You may find a sort of pleasing melancholy, of tender romance, in watching the first tints of Autumn stealing over the Summer, from the very first, when

“The long-smouldering fire within the trees
Begins to blaze through vents,”

until,—tree by tree, wood by wood, landscape by landscape,—they stand in their glory—

“The death-flushed trees, that, in the falling year,
As the Assyrian monarch, clothe themselves
In their most gorgeous pageantry to die.”

Then the first frosts, and the calm clear mornings, and the grey fresh blue of the evenings, with their sprinkling of intensely piercingly glittering stars. And then the deep spell upon the trees is broken, and we stand and watch while, now in a shower and now singly,

“The calm leaves float
Each to his rest beneath their parent shade,”

and the year seems just passing away like a beautiful dissolving view.
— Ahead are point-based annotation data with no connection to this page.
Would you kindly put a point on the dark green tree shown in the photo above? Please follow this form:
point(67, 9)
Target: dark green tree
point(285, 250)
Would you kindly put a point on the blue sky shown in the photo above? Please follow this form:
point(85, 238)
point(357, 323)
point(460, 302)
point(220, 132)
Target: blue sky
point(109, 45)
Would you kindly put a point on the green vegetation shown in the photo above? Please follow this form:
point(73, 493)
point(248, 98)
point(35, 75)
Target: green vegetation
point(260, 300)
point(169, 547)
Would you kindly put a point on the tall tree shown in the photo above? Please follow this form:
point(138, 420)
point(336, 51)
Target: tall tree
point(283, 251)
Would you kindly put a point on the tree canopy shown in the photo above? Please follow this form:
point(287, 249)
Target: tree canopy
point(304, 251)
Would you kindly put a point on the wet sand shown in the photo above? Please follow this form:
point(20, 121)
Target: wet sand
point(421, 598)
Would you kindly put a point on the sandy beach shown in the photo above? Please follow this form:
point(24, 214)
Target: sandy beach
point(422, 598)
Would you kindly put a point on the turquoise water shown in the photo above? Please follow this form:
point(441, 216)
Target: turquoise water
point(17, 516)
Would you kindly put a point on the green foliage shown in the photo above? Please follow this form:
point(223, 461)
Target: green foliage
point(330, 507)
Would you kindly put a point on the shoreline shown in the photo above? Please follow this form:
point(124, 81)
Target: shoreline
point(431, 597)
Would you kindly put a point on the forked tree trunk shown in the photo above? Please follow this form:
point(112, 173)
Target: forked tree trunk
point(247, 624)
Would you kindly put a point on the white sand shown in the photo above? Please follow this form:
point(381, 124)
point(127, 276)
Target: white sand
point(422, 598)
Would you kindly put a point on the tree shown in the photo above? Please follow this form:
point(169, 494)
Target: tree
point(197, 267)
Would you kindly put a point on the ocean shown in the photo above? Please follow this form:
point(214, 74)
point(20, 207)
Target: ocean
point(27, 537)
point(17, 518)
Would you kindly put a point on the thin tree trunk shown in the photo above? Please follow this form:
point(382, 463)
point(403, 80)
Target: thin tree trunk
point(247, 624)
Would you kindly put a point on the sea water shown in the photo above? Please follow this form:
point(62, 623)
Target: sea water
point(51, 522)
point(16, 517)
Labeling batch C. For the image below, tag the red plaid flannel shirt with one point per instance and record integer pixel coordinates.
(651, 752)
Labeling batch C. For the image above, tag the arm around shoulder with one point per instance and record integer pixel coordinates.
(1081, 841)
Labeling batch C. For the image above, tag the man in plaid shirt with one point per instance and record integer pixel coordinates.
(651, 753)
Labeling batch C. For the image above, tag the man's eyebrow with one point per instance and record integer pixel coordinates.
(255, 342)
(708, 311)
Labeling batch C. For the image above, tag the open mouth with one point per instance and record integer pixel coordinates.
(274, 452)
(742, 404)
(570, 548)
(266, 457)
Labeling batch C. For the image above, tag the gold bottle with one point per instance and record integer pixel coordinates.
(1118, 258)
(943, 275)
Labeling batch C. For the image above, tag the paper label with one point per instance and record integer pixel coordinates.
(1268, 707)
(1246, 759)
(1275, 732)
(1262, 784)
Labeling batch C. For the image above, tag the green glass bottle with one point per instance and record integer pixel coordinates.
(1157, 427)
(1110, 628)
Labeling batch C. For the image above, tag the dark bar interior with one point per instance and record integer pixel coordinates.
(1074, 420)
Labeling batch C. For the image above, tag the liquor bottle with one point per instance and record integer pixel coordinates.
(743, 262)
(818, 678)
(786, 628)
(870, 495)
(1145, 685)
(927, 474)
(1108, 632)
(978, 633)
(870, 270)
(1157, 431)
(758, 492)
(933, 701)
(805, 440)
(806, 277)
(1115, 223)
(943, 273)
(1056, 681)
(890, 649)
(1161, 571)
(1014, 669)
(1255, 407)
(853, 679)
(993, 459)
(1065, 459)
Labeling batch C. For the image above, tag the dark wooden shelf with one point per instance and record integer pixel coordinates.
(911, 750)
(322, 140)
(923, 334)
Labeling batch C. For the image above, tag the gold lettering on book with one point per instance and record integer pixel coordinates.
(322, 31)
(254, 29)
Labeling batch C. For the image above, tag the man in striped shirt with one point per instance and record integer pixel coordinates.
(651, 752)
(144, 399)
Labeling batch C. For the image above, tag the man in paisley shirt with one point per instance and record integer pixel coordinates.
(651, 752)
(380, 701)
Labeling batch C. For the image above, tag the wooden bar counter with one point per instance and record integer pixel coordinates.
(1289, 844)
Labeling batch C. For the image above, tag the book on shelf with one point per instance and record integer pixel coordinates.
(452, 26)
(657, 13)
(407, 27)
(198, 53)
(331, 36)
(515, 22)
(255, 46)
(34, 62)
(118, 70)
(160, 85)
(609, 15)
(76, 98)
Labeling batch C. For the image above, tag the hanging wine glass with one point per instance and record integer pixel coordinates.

There is also something to keep you up, something of excitement and stir, and glow, in the brave October days, when a great wind comes roaring and booming over the land, and you see the tall ash trees toss up their wild arms in dismay, and a deep roar gathers in the elms, and a far hissing in the pines, and from that beech avenue,

“The flying gold of the ruined woodlands
Drives through the air.”

You can walk out, and press your hat on to your head, and button your coat, and labour up the rising downs, yielding no foot to the blustering screaming wind; and a glow and exhilaration tingles in your veins as you march on, with pace no whit slackened for all its vehement opposition.